Traducción del original italiano del artículo «La parábola del hijo pródigo, icono de todas las esperanzas», publicado en “Tertium Millennium” (revista del Comité Central del Gran Jubileo del Año 2000).

Faltan pocos meses para la apertura de la Puerta Santa de la Basílica de San Pedro. Las celebraciones jubilares nos recuerdan algunas de las verdades fundamentales de nuestra fe. Juan Pablo II nos invita de modo particular a meditar y a poner en práctica una de las enseñanzas más comprometedoras del Padrenuestro: es preciso pedir perdón y, al mismo tiempo, perdonar con todo el corazón a quien nos ha causado algún mal.

Aprender a perdonar y pedir perdón: dos actos que se funden en la esperanza y en la alegría del cristiano, dos actos de los que fluyen estas mismas virtudes, formando un patrimonio al alcance de todos los hombres.

En el marco de la preparación inmediata al Gran Jubileo, 1999 es el año dedicado a Dios Padre. En la encíclica Dives in misericordia, centrada precisamente en la paternidad de Dios, Juan Pablo II nos ha ofrecido una sugestiva meditación sobre la parábola del hijo pródigo (Lc 15, 11ss). Esta página evangélica asume hoy una particular actualidad. La parábola del hijo pródigo confirma la grandeza de la dignidad de nuestra condición de hijos de Dios y, sobre todo, la grandeza del amor de Dios Padre por nosotros.

La parábola tiene un valor universal, pero para aquilatar su alcance e incorporar a la propia vida su mensaje es preciso partir de una idea clara: tanto el tono como el desenlace de la narración —el abrazo del padre, la fiesta— excluyen una lectura que subraye el sentimiento de culpa como clave interpretativa. La parábola del hijo pródigo es la parábola de la esperanza, no de la derrota. El comportamiento del padre imprime en nosotros la certeza de que el amor es siempre más fuerte que el mal, y que la misericordia no admite en Dios el resentimiento. La parábola del hijo pródigo es la parábola de la paz.

El cristiano en la historia será operador de paz sólo si logra asimilar a fondo las extraordinarias implicaciones de esta verdad: Dios es amor (cfr. 1 Jn 4, 8) y, por tanto, misericordia, compasión, perdón. Solamente así podrá dar testimonio de que el perdón es el remedio más razonable para el mal.

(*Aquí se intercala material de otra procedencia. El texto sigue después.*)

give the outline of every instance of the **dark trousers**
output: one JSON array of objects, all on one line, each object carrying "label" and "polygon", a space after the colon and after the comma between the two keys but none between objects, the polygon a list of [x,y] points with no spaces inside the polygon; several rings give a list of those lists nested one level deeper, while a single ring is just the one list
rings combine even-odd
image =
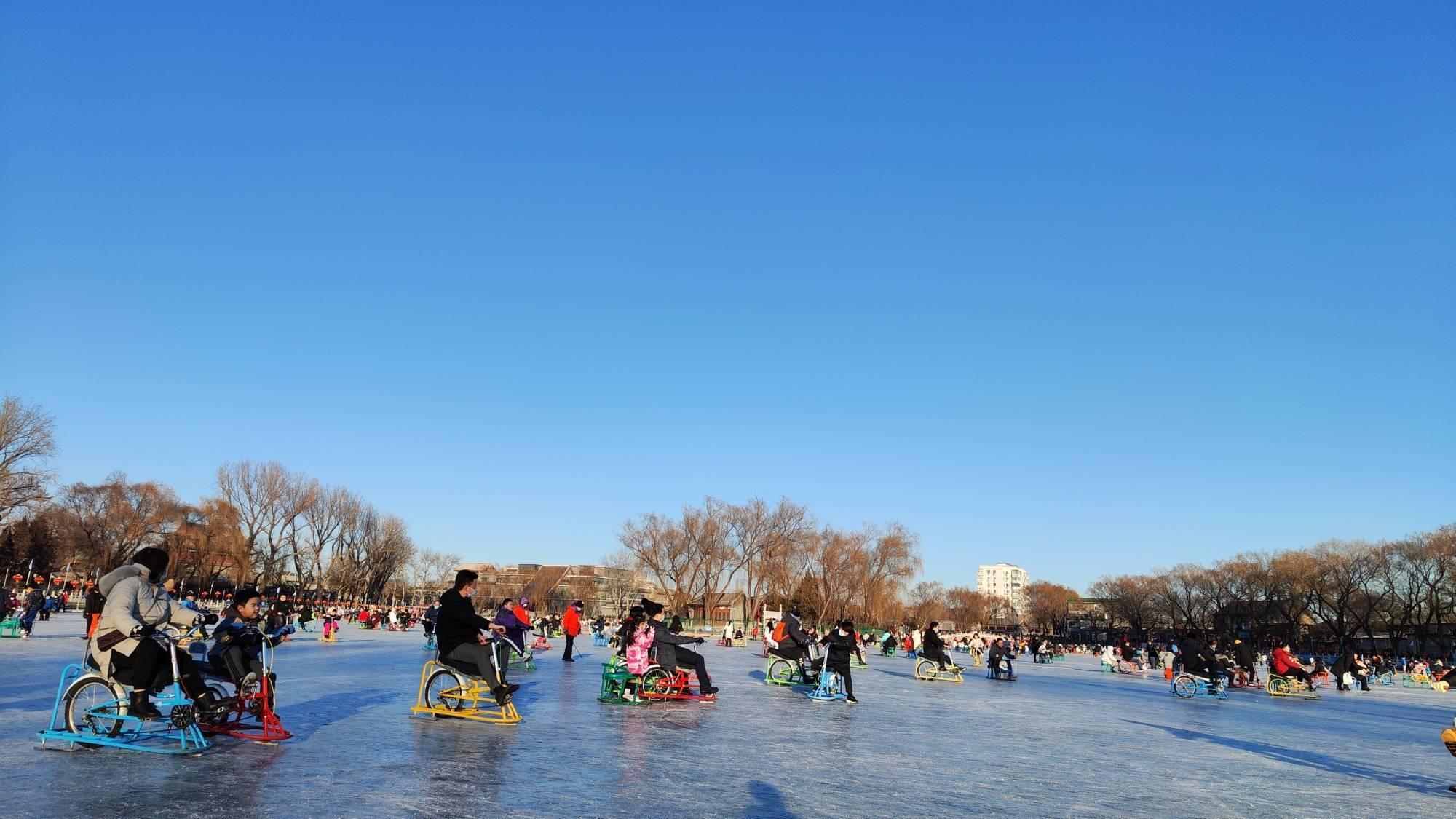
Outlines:
[{"label": "dark trousers", "polygon": [[769,648],[769,653],[773,654],[775,657],[783,657],[785,660],[798,662],[804,659],[804,646],[791,646],[791,647],[779,646],[778,648]]},{"label": "dark trousers", "polygon": [[[172,682],[172,659],[156,640],[143,640],[130,657],[121,651],[112,651],[111,666],[116,682],[132,688],[160,691]],[[207,691],[192,657],[182,651],[178,651],[178,672],[182,675],[182,692],[188,697],[197,697]]]},{"label": "dark trousers", "polygon": [[658,651],[657,665],[662,666],[664,670],[676,670],[677,666],[689,666],[693,673],[697,675],[697,686],[711,686],[712,679],[708,678],[708,663],[703,662],[703,656],[692,648],[684,648],[681,646],[662,646],[662,648],[671,648],[671,659],[674,662],[664,663],[662,660],[668,657],[667,651]]},{"label": "dark trousers", "polygon": [[[485,679],[486,685],[492,691],[505,683],[505,666],[510,662],[510,654],[505,654],[508,648],[504,646],[495,650],[495,644],[480,646],[479,643],[462,643],[450,650],[447,654],[451,660],[459,660],[462,663],[472,663],[480,672],[480,678]],[[502,654],[505,654],[502,657]]]},{"label": "dark trousers", "polygon": [[849,676],[849,660],[843,663],[830,663],[828,670],[837,673],[844,681],[844,694],[853,700],[855,698],[855,681]]},{"label": "dark trousers", "polygon": [[[1274,672],[1274,673],[1278,673],[1278,672]],[[1309,683],[1309,672],[1306,672],[1305,669],[1302,669],[1299,666],[1293,666],[1293,667],[1290,667],[1289,670],[1286,670],[1284,673],[1281,673],[1278,676],[1290,676],[1290,678],[1303,681],[1305,683]]]},{"label": "dark trousers", "polygon": [[946,656],[946,653],[943,650],[941,650],[941,648],[935,648],[935,650],[922,648],[920,650],[920,656],[925,657],[926,660],[935,660],[935,663],[938,666],[941,666],[942,669],[945,666],[954,666],[955,665],[955,662],[951,660],[951,657]]}]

Al perdón está vinculada nuestra esperanza de poder cambiar y de poder vencer al mal en nosotros mismos y en el mundo. El perdón es ciertamente el primer punto de encuentro entre el amor a Dios y el amor al prójimo.

Los dos hijos

Nos resulta fácil reconocernos en la figura del hijo que vuelve a casa, porque si el Señor no nos tiene cogidos de su mano, somos capaces de cometer todos los errores del mundo. «La parábola —escribe el Papa— toca indirectamente toda clase de rupturas de la alianza de amor, toda pérdida de la gracia, todo pecado» (Enc. Dives in misericordia, 30-XI-1980, n. 5), incluso las pequeñas infidelidades en que incurrimos sólo por debilidad, aun deseando seguir de cerca a Jesús, y que «en la vida de los cristianos son tan frecuentes como el tictac de un reloj» (Beato Josemaría Escrivá). Sólo si nos dejamos vencer por la desesperación, estas faltas pequeñas o grandes podrán impedir que hagamos nuestra la decisión del hijo arrepentido: me levantaré e iré a mi padre (Lc 15, 18).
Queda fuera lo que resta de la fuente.